GBH: [opens artisan tea and yarn business named "Damore'ea Stringfellow's"]. Let's stick with the offense. Running back Eugene Brazley is averaging 12.4 yards per carry. That’s almost a first down each time he gets the ball. And yet, he only has 17 carries on the season. Is this Hugh Freeze practicing a certain Southern Baptist penance? Masochism?
RCR: Brazley only plays on the last couple of drives of blowout wins. It’s the damnedest thing. Obviously the coaches are able to evaluate him in practice, but when he does get the ball, he usually makes good things happen. I don’t know. It’s odd. I can’t understand why they don’t just give him a few carries and see how it works. Sure, he is rumored to have trouble holding onto the ball, but at this point, whatever.
GBH: The Grove has a mythical, legendary reputation. The beauty, the Southern tarts, the helmet haired frat bros. Two parter – 1. What is THE Grove drink to carry in your red solo cup? 2. What’s the most ridiculous thing you've ever witnessed in the confines of the Grove?
- Almost exclusively bourbon. It doesn’t have to be the best bourbon (though I obviously prefer that), but it will be bourbon.
- When I was a sophomore in college, I was out late one Friday night setting up tents in the Grove. Ole Miss was playing Arkansas and not Alabama (this is an important point). One fraternity was, I assume, forcing its pledges to run up and down the Walk of Champions over and over again yelling, "ROLL TERRIBLE! WE’RE GONNA BEAT THAT ALABAMA ASSTOMORROW!"
As for ridiculous in another sense, I have literally seen someone polishing silver in the Grove… only once, but still.
GBH: Does Leigh Anne Tuohy call into Finebaum under a pseudonym? If so, what name? Is she Hugh Freeze’s helicopter mom?
RCR: I can’t say things about Leigh Anne Tuohy, because she’ll come after me on Twitter. I’m not ready for that. Seriously. She has been known to stick up for Hugh Freeze on occasion when people call him out for things. Perhaps she should get in his grill like she did in The Blindside and tell him to start, like, throwing the ball to Laquon Treadwell.
GBH: She does have quite the presence. She emasculated Tim McGraw in that film in a manner that is usually reserved for modern country music. I digress. This is the third time Texas A&M has visited Oxford in four years. The first two times, Johnny Manziel pulled out somewhat incredible victories. How do you see Saturday night unfolding?
RCR: I think A&M will win going away.
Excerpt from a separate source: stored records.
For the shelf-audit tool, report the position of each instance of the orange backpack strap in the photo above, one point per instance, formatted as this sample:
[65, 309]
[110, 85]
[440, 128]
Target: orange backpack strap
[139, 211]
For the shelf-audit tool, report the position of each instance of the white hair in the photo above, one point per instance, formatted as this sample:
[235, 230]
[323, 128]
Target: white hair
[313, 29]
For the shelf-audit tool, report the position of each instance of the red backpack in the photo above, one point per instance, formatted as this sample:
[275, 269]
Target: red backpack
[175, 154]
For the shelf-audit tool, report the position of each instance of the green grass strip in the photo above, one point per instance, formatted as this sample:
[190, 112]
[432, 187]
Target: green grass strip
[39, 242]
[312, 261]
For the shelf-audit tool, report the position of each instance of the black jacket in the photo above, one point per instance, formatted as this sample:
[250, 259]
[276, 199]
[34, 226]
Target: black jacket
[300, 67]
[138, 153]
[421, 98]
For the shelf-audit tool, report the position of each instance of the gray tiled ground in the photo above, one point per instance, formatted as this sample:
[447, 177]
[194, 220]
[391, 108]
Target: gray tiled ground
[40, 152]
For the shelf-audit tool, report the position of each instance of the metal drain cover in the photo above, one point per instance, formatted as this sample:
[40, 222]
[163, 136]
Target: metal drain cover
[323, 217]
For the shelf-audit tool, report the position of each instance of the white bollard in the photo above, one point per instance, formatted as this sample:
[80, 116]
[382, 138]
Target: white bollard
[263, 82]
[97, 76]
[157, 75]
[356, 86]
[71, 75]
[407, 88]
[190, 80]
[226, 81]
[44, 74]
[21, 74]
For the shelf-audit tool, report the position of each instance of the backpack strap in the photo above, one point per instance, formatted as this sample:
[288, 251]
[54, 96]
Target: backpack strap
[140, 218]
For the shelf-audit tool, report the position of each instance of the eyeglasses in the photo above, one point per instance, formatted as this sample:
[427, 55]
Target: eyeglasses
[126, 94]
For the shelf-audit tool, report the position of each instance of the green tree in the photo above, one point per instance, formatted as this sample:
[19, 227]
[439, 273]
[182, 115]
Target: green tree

When the initial line was released at Ole Miss -5, I thought about writing a letter to the U.S. Department of the Treasury encouraging them to bet the house on A&M covering.
Ole Miss a) can’t defend the pass, b) may be playing without its top five pick DT, making it tough to defend the run, c) can’t run the football, and d) has been negligently coached this season. A&M 45 – Ole Miss 20.
GBH: Well my god. This IS dour. Let's put a bow on this thing - just how weird are Aggies?
In order to know this, I’d have to stop going to fancy, expensive parties and start mingling with peasants. You seem alright though, I guess.